As a case study of the “production of space,” Place Ville-Marie demonstrates the importance of business and economic imperatives in determining the shape and purpose of urban forms. However, these imperatives were not structured by a disembodied or idealized market, for the making of Place Ville-Marie—pursued by a constellation of elite figures—was itself creating and redefining the commercial real estate market in Montreal. Nor was this activity structured by a singular effort to achieve maximum returns on capital, for Zeckendorf operated—above all else—as a promoter of grand projects, as understandable in terms of male ego and status as profit. Zeckendorf declared bankruptcy for the first time 1965; it would not be his last.

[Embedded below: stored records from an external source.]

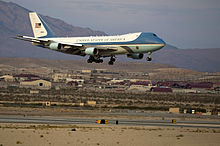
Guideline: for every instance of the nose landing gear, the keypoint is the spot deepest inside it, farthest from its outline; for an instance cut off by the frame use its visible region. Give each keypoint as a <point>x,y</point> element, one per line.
<point>112,60</point>
<point>149,58</point>
<point>93,59</point>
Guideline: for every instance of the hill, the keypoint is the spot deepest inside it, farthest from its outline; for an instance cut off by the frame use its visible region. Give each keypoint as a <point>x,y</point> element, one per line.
<point>14,20</point>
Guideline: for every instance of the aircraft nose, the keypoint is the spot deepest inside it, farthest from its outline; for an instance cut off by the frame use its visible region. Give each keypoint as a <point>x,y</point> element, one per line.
<point>160,41</point>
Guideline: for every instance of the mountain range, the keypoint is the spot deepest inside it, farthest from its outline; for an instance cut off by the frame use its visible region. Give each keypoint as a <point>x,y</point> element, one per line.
<point>14,20</point>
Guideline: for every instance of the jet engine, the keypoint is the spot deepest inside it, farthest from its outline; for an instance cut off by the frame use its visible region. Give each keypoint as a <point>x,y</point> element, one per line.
<point>135,56</point>
<point>55,46</point>
<point>91,51</point>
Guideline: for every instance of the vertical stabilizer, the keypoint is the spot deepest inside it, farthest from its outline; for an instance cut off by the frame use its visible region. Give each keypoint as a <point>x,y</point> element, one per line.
<point>39,27</point>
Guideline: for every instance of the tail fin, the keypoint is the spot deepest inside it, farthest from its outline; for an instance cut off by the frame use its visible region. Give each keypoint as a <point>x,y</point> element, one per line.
<point>39,27</point>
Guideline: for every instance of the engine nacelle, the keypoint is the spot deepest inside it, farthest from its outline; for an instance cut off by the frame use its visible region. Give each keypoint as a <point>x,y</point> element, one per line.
<point>91,51</point>
<point>135,56</point>
<point>55,46</point>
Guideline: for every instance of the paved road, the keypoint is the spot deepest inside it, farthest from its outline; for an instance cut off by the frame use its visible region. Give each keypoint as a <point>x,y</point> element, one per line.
<point>68,120</point>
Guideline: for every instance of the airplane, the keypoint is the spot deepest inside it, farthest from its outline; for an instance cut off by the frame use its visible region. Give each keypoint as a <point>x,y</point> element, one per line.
<point>134,45</point>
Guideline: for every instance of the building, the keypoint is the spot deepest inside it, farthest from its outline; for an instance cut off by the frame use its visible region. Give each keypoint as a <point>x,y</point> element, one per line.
<point>161,89</point>
<point>174,110</point>
<point>24,77</point>
<point>36,84</point>
<point>139,88</point>
<point>7,78</point>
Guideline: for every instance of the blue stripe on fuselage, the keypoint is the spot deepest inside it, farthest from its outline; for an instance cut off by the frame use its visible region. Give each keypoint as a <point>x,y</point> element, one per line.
<point>144,38</point>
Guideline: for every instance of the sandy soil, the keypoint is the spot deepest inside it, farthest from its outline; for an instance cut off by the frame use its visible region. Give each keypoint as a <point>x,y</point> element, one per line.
<point>89,135</point>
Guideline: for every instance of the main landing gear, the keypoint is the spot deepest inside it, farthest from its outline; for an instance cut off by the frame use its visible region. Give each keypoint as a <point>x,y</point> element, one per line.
<point>112,60</point>
<point>149,58</point>
<point>93,59</point>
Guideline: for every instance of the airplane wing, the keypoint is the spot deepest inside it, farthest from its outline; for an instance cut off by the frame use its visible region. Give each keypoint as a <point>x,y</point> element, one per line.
<point>65,47</point>
<point>43,40</point>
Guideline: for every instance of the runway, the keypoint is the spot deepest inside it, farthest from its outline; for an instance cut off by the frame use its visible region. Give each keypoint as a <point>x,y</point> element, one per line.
<point>70,120</point>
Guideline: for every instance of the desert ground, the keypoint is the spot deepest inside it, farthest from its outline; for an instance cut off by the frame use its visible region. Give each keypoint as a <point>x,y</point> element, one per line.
<point>90,135</point>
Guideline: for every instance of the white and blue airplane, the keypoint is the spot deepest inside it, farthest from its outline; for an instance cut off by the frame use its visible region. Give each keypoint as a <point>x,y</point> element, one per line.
<point>134,45</point>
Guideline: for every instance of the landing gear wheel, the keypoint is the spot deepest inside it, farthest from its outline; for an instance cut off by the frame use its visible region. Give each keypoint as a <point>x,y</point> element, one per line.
<point>112,59</point>
<point>110,62</point>
<point>89,61</point>
<point>149,58</point>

Yet, when he published his autobiography in 1970, he wrote as a man whose vision had been vindicated, a man who had defied the city’s stodgy elite and had transformed the city. Zeckendorf’s boasts were not completely audacious. Vincent Ponte placed Place Ville-Marie at the heart of what he described as the “ten golden years of Montreal’s Downtown,” from 1956 to 1966.[165] In Ponte’s telling, a direct line ran from the building of Place Ville-Marie and the tax revenues it generated for the city, to the city’s financial capacity to fund the construction of the Métro, to the city’s ability to capture Expo, and to its ability to engage in “massive highway improvements.”[166] Place Ville-Marie not only established a new symbol of the modern; it stimulated urban growth. But if it appeared to achieve the economic and cultural status Zeckendorf promised, the history of Place Ville-Marie’s making reveals the operation of capitalist incentives and a process of “creative destruction” that were both much more limited and chaotic than suggested by the mythic rhetoric that surrounded the project.

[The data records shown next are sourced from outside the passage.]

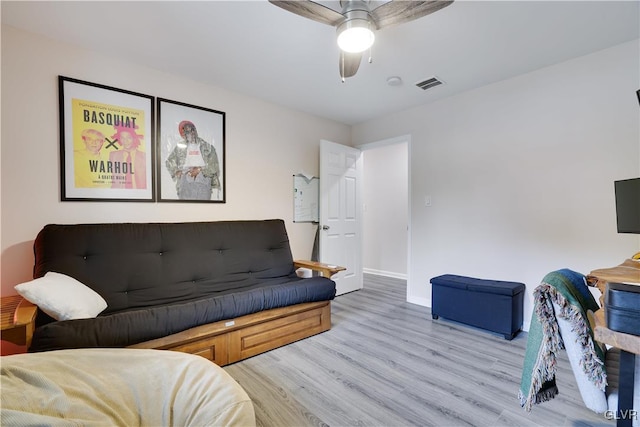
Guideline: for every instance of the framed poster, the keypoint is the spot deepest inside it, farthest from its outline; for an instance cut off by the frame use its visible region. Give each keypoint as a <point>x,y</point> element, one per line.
<point>106,143</point>
<point>191,153</point>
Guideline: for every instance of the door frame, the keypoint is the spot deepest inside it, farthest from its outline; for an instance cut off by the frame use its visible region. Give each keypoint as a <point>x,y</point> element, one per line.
<point>392,141</point>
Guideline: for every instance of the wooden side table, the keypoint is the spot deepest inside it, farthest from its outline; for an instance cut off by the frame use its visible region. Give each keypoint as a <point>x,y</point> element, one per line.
<point>17,320</point>
<point>629,345</point>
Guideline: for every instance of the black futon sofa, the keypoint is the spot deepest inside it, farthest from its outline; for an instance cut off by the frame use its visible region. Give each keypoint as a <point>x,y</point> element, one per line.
<point>226,290</point>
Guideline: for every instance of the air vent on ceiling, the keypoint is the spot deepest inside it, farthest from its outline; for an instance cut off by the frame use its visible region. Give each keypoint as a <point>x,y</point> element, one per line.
<point>429,83</point>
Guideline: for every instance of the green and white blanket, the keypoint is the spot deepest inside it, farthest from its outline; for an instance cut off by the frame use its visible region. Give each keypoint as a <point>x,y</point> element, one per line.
<point>568,290</point>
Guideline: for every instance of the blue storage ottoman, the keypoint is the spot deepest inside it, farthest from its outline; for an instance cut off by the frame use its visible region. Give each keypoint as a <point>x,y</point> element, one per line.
<point>488,304</point>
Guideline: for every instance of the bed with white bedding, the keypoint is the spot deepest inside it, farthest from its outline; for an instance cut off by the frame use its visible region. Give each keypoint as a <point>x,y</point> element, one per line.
<point>119,387</point>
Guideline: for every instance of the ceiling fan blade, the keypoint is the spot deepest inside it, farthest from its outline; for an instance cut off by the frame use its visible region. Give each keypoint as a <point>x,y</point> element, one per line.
<point>399,11</point>
<point>311,10</point>
<point>349,64</point>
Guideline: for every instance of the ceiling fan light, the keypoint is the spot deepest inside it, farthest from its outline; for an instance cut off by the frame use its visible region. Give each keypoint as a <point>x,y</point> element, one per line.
<point>355,36</point>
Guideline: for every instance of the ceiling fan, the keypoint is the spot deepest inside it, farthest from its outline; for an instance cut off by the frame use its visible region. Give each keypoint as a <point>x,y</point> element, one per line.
<point>357,22</point>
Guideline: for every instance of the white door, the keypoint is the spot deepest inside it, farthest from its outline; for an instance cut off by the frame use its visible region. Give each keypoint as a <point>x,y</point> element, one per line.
<point>340,213</point>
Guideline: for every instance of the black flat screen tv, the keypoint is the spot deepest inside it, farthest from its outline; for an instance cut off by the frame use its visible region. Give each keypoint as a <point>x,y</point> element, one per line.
<point>628,205</point>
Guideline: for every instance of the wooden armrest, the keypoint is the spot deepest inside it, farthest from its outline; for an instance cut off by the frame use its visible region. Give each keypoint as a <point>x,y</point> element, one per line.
<point>25,315</point>
<point>326,270</point>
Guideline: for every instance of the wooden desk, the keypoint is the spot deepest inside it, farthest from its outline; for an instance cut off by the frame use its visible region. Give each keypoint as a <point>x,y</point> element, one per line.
<point>17,317</point>
<point>629,345</point>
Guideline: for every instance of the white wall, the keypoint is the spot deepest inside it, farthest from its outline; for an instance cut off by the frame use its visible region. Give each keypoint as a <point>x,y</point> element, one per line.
<point>265,146</point>
<point>385,216</point>
<point>521,173</point>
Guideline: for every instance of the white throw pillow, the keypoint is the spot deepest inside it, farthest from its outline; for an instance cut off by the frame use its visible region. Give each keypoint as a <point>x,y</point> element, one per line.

The discursive construction of Place Ville-Marie by its promoters, as this study has argued, was an exercise in both salesmanship and cultural hegemony. Sold to corporate tenants as a site of prestige and to politicians and the public as a vehicle for modernization and growth, Place Ville-Marie executed a reimagination of Montreal’s downtown core, presented as a sharp break from the past. The myth of Place Ville-Marie accommodated and absorbed nationalist aspiration, celebrated consumer capitalism, and projected corporate prestige. The popular appeal of this modernist mythology was powerfully demonstrated by the spectacle of Place Ville-Marie’s inauguration, which we encountered in the introduction; it was a fleeting moment. The modern future imagined on that day was not to be. Underlying the imagery of Place Ville-Marie persisted remarkably colonial financial arrangements: the U.K. firm Eagle Star Insurance collected a profit of over $4 million when it sold off its Trizec stock in 1970.[167] Prescient about the tensions and contradictions between nationalist objectives and a globalizing capitalist economy, Hubert Aquin considered Place Ville-Marie an empty gesture and critiqued its contrived efforts to appear French-Canadian.[168] Place Ville-Marie was an exemplar of the paradoxical intensification of global connectedness accompanied by rising nationalisms during the 1950s and 1960s in Quebec and elsewhere.[169] While Place Ville-Marie appeared to facilitate nationalist aims of modernization and eclipse old barriers of ethno-linguistic privilege, it also embodied new capitalist values and the rise of new capitalist forces that were superseding the old. As such, it reinforced and revitalized capitalism in its new forms, a product of the dynamic social order from which it had arisen.